Alimentation et Maladies Chroniques
4. Quel rôle joue la nutrition dans la prévention des maladies chroniques ?
La nutrition est un levier d’action majeur pour la prévention des maladies chroniques, telles que les maladies cardiovasculaires, le diabète de type 2 et certains cancers. En privilégiant les fruits, les légumes, les fibres et les bonnes graisses (Omega-3) et en limitant le sel, le sucre et les graisses saturées, on réduit l’apparition de facteurs de risque comme l’hypertension artérielle, l’hypercholestérolémie et l’obésité.
5. Quels sont les aliments à limiter ou à éviter pour rester en bonne santé ?
Il est fortement recommandé de réduire ou de limiter la consommation des aliments suivants :
- Les produits ultra-transformés (plats préparés, gâteaux industriels, céréales du petit déjeuner sucrées) en raison de leur teneur élevée en sel, sucre, graisses saturées et additifs.

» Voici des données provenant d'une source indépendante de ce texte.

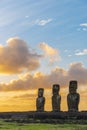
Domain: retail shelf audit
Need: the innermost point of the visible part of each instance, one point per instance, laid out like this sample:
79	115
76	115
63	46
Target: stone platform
45	117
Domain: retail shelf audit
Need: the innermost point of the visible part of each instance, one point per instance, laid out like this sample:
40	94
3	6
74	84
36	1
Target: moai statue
73	97
56	98
40	101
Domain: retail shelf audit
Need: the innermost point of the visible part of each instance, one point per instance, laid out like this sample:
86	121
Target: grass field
23	126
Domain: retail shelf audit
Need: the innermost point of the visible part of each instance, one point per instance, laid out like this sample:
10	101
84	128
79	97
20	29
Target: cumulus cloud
80	53
83	24
61	76
16	57
50	52
42	22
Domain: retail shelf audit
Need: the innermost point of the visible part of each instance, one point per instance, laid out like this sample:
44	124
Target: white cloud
59	75
84	52
16	57
42	22
83	24
49	52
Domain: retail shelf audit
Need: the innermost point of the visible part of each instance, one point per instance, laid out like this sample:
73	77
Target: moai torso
40	101
73	97
56	98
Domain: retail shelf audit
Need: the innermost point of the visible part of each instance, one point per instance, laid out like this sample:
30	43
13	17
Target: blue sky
42	42
60	24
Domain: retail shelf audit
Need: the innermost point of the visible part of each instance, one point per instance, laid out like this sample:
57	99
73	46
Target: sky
42	42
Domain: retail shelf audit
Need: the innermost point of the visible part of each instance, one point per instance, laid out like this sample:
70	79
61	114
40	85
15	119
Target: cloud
42	22
16	57
84	52
50	52
59	75
83	24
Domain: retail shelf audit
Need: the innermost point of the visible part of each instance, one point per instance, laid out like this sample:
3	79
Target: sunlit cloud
59	75
83	24
43	22
50	52
80	53
16	57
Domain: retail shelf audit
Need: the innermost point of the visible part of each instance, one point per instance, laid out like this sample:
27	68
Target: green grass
23	126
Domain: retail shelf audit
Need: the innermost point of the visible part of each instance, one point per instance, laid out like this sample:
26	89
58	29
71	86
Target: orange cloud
49	52
76	72
16	57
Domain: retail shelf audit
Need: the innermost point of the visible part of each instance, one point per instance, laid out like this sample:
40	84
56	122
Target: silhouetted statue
73	97
40	101
56	98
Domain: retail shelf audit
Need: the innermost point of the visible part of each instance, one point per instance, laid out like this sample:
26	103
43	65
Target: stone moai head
55	89
72	87
40	92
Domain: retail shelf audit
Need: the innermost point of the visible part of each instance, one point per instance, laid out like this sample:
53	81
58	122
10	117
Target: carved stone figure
73	97
40	101
56	98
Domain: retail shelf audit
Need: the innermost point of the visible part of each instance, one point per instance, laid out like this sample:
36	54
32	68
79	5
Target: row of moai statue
73	98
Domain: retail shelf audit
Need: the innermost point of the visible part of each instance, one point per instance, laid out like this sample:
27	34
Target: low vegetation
31	126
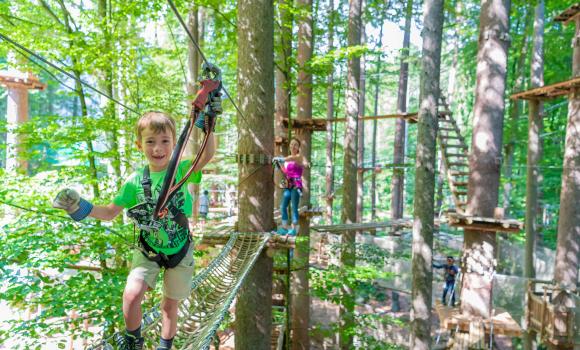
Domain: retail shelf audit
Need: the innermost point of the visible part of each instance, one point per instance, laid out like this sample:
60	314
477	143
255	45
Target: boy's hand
70	201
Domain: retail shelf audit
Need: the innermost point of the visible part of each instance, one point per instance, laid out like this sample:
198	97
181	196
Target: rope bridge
213	291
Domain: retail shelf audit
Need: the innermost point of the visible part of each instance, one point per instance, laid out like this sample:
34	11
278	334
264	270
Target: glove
70	201
215	108
278	160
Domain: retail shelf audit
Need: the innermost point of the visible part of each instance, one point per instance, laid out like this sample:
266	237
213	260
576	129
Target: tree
256	200
398	183
423	221
348	250
534	151
299	285
484	165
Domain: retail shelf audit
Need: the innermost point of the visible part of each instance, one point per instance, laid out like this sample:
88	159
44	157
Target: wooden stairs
454	153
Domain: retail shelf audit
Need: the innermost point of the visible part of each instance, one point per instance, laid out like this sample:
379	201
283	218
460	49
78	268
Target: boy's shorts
176	281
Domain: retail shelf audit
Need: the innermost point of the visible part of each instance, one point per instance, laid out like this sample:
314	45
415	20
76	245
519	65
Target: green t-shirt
171	236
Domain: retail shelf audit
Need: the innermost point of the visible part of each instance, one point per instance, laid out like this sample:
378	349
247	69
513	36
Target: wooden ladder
454	155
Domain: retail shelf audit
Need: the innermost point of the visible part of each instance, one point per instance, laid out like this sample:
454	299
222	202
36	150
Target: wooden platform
548	92
21	80
483	224
312	124
410	117
503	324
276	241
569	14
367	226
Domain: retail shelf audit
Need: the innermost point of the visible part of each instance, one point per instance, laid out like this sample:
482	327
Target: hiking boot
129	342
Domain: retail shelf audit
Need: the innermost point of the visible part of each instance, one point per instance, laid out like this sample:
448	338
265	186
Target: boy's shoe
130	342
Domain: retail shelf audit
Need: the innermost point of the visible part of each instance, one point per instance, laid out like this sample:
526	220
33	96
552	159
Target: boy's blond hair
157	121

- Le sel (limiter à moins de 5g par jour, soit environ une cuillère à café) pour prévenir l’hypertension.
- Les boissons sucrées ou édulcorées et l’alcool.
- La charcuterie (limiter à 150g maximum par semaine) et la viande rouge (limiter à 500g par semaine).

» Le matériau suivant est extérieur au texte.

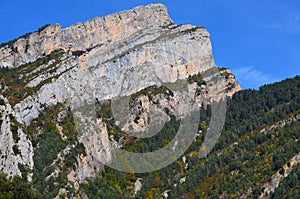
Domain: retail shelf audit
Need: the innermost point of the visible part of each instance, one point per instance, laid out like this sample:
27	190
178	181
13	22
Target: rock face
105	57
84	36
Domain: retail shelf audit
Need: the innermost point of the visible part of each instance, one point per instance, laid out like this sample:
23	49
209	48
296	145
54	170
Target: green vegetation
245	157
17	187
290	186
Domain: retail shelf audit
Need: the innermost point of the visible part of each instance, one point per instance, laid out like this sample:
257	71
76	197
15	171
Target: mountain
80	108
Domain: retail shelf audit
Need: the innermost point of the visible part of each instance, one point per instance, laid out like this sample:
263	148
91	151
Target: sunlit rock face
105	57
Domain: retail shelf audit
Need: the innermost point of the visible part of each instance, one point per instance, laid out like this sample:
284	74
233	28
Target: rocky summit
49	76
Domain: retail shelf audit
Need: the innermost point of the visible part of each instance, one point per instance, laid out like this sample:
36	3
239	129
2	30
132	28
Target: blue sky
259	40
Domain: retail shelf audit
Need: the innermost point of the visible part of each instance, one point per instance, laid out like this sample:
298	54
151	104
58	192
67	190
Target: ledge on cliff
82	36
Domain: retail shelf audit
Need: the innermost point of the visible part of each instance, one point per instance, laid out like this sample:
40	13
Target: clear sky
259	40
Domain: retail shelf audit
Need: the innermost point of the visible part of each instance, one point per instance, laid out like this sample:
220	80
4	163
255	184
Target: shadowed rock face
83	36
105	57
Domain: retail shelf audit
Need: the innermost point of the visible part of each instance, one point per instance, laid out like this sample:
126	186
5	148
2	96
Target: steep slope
49	74
59	113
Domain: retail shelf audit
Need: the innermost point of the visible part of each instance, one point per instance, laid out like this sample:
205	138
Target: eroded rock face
103	58
83	36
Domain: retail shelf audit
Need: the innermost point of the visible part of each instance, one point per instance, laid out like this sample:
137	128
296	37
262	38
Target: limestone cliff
121	54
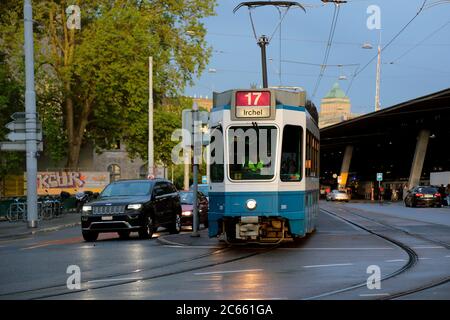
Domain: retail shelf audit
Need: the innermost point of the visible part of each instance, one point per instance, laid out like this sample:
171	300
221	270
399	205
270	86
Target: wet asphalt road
335	257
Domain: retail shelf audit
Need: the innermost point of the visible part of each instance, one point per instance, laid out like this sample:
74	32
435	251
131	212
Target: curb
44	230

6. Qu’est-ce que l’ultra-transformation et pourquoi est-elle un problème ?
L’ultra-transformation désigne un processus industriel qui modifie fortement les aliments originaux par l’ajout de substances et d’additifs (colorants, émulsifiants, édulcorants). Une consommation importante d’aliments ultra-transformés est associée à un risque accru de maladies chroniques (obésité, diabète, maladies cardiovasculaires) et à une moindre qualité nutritionnelle globale. Privilégiez les aliments bruts et la cuisine faite maison.
Conseils Pratiques au Quotidien
7. Combien de fruits et légumes doit-on manger par jour ?
Les recommandations nationales préconisent de consommer au moins 5 portions de fruits et légumes par jour. Il est idéal de tendre vers 3 portions de légumes et 2 portions de fruits, en variant les couleurs et les types, crus ou cuits. Les légumes crus (crudités) permettent de mieux conserver certaines vitamines sensibles à la chaleur.
8. Comment choisir les bonnes matières grasses ?
Il faut limiter les matières grasses ajoutées et surtout privilégier les matières grasses végétales insaturées, qui sont bénéfiques pour le système cardiovasculaire. Optez notamment pour les huiles de colza, de noix et d’olive, riches en acides gras polyinsaturés (Oméga-3 et Oméga-6). Il est recommandé de consommer du poisson au moins deux fois par semaine, dont un poisson gras (saumon, sardine, maquereau) pour leur apport en Omega-3.
9. L’hydratation est-elle considérée comme faisant partie de la nutrition ?
Oui. L’hydratation est un levier de santé souvent sous-estimé. Boire suffisamment d’eau (et limiter les boissons sucrées ou édulcorées) est essentiel. Une légère déshydratation peut entraîner une baisse d’énergie, de la fatigue et une diminution des capacités physiques et cognitives.